It’s no secret that SUP technology is growing by leaps and bounds. River SUP in particular was literally invented just a few years ago, with the first boards being ones designed for coastal use, but paddled down river and surfed. Repeatedly patching river damaged epoxy after paddling was not the most productive use of time. Because of this, inflatable SUP was born (iSUP). These SUP’s were (and still are) very durable, and can withstand the rigors of heavy duty down river use. So what’s the next revolutionary step in the progression of river based stand up paddling? Boardworks surf, along with Mike Harvey and Zack Hughes, the co-owners of Badfish Stand Up Paddle, have delivered the next “game changer”. The Boardworks Badfish MCIT (Multi Chamber Inflatable Technology) inflatable has a very stable drop stitched platform based on the utilitarian ShuBu iSUP. There are 2 inflatable chambers on the side of the board that act as tapered rails. The revolutionary part of this board lies in the fact that the deck is lower than the rails; a technology that was taken from racing and touring boards. A lower center of gravity on the deck, adds stability. The inflatable rails sit up higher than the deck, which also add gobs of stability. This in addition to having an incredibly stiff board creates a true river weapon.
I had a chance to talk with Mike and Zack, to get even more info on this board. Here’s the scoop:
The Boardworkds Badfish MCIT will be offered in 3 sizes:
- 10′ – 150lbs and under
- 10’6″ – 150-200lbs
- 11’6″ – 170-225lbs
- MCIT is the real deal, and is what sets this board apart. Badfish and Boardworks wanted to work together on a project that was different and new. With the river and surfing experience of Mike and Zack(Badfish), and Boardwork’s production background; we knew something unique was brewing when we heard the news. The MCIT was the result. This board paddles like a traditional box shaped inflatable SUP,
but has secondary stability that has never been seen in the world of iSUP's.
- The MCIT inflatable is VERY stiff. The fillets that are used to glue the rail to the drop stitched floor create longitudinal stiffness that is needed for advanced downriver whitewater paddling and surfing. When this board hits holes and other river features, it will paddle up and over them, and not taco like some "softer" boards out there.

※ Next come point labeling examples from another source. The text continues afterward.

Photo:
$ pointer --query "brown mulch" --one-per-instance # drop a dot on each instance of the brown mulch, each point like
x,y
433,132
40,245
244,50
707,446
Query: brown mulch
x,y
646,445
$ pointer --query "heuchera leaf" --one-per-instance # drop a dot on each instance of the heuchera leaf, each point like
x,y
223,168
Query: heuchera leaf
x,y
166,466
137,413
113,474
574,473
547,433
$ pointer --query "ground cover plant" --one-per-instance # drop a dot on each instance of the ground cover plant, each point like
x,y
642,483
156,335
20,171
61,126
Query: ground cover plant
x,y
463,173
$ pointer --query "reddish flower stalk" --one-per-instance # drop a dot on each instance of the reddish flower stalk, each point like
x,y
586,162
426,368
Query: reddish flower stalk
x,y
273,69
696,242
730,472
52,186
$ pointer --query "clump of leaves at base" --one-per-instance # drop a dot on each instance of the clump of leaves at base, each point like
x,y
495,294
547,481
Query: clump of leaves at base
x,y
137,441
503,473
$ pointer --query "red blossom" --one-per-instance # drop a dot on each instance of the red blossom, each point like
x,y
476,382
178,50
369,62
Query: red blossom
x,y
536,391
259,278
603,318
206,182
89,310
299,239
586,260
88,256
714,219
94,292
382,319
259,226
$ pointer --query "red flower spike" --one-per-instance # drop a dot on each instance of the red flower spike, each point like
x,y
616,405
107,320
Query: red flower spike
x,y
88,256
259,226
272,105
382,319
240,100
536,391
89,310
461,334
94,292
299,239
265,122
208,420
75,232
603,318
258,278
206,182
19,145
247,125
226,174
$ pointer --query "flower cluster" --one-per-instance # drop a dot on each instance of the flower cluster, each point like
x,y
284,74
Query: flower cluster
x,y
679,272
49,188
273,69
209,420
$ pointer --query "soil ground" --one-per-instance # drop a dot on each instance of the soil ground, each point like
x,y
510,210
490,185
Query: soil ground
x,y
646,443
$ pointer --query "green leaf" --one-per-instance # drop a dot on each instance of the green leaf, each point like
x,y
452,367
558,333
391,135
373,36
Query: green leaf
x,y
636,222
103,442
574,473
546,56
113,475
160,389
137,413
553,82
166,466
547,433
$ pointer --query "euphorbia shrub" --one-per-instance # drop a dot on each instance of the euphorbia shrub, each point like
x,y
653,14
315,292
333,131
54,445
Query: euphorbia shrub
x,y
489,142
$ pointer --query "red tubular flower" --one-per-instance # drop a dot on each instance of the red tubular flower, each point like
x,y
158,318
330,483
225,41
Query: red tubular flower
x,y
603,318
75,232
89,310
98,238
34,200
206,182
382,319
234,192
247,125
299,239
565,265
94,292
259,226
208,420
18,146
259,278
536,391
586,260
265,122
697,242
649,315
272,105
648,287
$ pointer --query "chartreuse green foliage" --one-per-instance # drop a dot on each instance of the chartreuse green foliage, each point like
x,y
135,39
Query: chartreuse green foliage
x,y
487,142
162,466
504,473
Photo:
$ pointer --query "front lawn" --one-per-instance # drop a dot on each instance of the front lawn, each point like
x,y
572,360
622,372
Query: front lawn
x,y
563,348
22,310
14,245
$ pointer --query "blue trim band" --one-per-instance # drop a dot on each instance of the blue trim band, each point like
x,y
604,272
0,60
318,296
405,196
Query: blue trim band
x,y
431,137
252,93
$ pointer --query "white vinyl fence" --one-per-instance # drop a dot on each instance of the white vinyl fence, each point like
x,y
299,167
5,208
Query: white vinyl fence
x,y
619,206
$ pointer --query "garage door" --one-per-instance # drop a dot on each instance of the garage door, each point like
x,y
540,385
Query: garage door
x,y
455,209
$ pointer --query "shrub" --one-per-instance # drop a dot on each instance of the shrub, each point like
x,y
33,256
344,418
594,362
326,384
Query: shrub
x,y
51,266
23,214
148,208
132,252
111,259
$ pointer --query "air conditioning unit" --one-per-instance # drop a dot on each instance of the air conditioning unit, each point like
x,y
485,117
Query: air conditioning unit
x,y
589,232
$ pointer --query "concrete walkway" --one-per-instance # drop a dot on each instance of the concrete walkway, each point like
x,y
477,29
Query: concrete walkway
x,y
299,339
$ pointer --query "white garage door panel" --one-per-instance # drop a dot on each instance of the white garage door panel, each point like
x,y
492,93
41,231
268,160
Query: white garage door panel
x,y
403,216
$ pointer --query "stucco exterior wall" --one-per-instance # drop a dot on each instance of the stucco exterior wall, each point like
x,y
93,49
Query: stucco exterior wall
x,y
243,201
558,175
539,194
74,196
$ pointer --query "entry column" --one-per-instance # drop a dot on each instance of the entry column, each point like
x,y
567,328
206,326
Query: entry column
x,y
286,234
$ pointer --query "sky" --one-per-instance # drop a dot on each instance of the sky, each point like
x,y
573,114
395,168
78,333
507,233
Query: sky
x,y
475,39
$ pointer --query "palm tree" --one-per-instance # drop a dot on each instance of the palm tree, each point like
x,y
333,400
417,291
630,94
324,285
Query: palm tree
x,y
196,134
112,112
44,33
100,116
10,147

- The other feature that makes this board so stable, is the placement of the deck. The main deck of the board is recessed (lower than the rails), thus creating a lower center for gravity for the paddler. The rails are taller than the board, which also creates stability.
- Even though the MCIT has big fat rails, it still has a surfy tail. The board is nice and stiff, and the tail is narrow; which means that it turns easily, and is nimble. This board will most likely be offered with a thruster fin set up, which is also good for surfing. Zack Hughes grew up on the coast of CA, and knows how do design a surf board with the best of them. Mike has a background in river paddling, and also builds whitewater play parks...I would say that these guys know how to make a river surfer better than anyone.
- The Colorado portion of R and D testing was done solely on The Arkansas River at low flows. This means that the river was super technical with lots of shallow rapids (no fall zones). Although the features were not as powerful, the lines of the rapids were much more difficult. This is part of the reason why the MCIT is as nimble as it is.
- Because of it's incredible primary AND secondary stability, this board will be a great choice for kayak fisherman. You can walk around on the deck without having to worry about falling over. Being inflatable, means that you deflate the board at the end of the day, throw it in the trunk of your car, and drive home.
- This is also a great choice for multi day trips. It has the stability of roto mold boards (that weigh more than twice as much), but the portability of of an inflatable. There's also a conveniently located bungee on the front of the deck for a gear bag. You could do a self support pretty easily.
- This is a fun board for flatwater. The increased stiffness improves glide.
- There's more rocker on the MCIT than with the Shubu series. Zack worked very closely with Boardworks to perfect the amount of overall board rocker.
- The bumper nose cone increases durability and is good for advanced river paddling.
- MSRP is $1380. There are much less expensive iSUP's on the market. You will have to decide if you want to spend an extra few hundred dollars on a new technology. Just like feathery, fat rockered skis, long travel ultra light trail bikes, and other new advancements in adventure sports technology, you have to pay for the research that goes into the products design and development, as well the increased cost of manufacturing.
- The MCIT is still an inflatable, and is not as stiff or fast as a hard board. If you are planning on entering Third Bragging Rights in Boulder, CO or The Battle Of The Paddle next year, you will want to stick with a traditional composite racing or touring board constructed from a light, stiff material.
The Boardworks Badfish MCIT inflatable is definitely a revolutionary advancement in SUP (and iSUP in particular) technology. It was co-designed by a high performance river SUP company (Badfish Stand Up Paddle), and will be incredibly stable, and also very nimble. These are 2 features (agility and stability) that do not always go hand in hand with river SUP. If you have tried paddling your favorite class III kayak run on a stand up board, you know that stability is of ultimate importance. It mean the difference of paddling a rapid upright on the board, instead of swimming next to it. The multi chamber approach to inflatable SUP will alleviate the issue of traditional SUP's having ZERO secondary stability. We can't wait to try this board on high water runs with boily eddies, pourovers and holes that typically would humiliate the real world stand up paddler.
For the time being, CKS is the only Boardworks Badfish MCIT retailer in the world. You can expect this board available to the general public around January of 2012.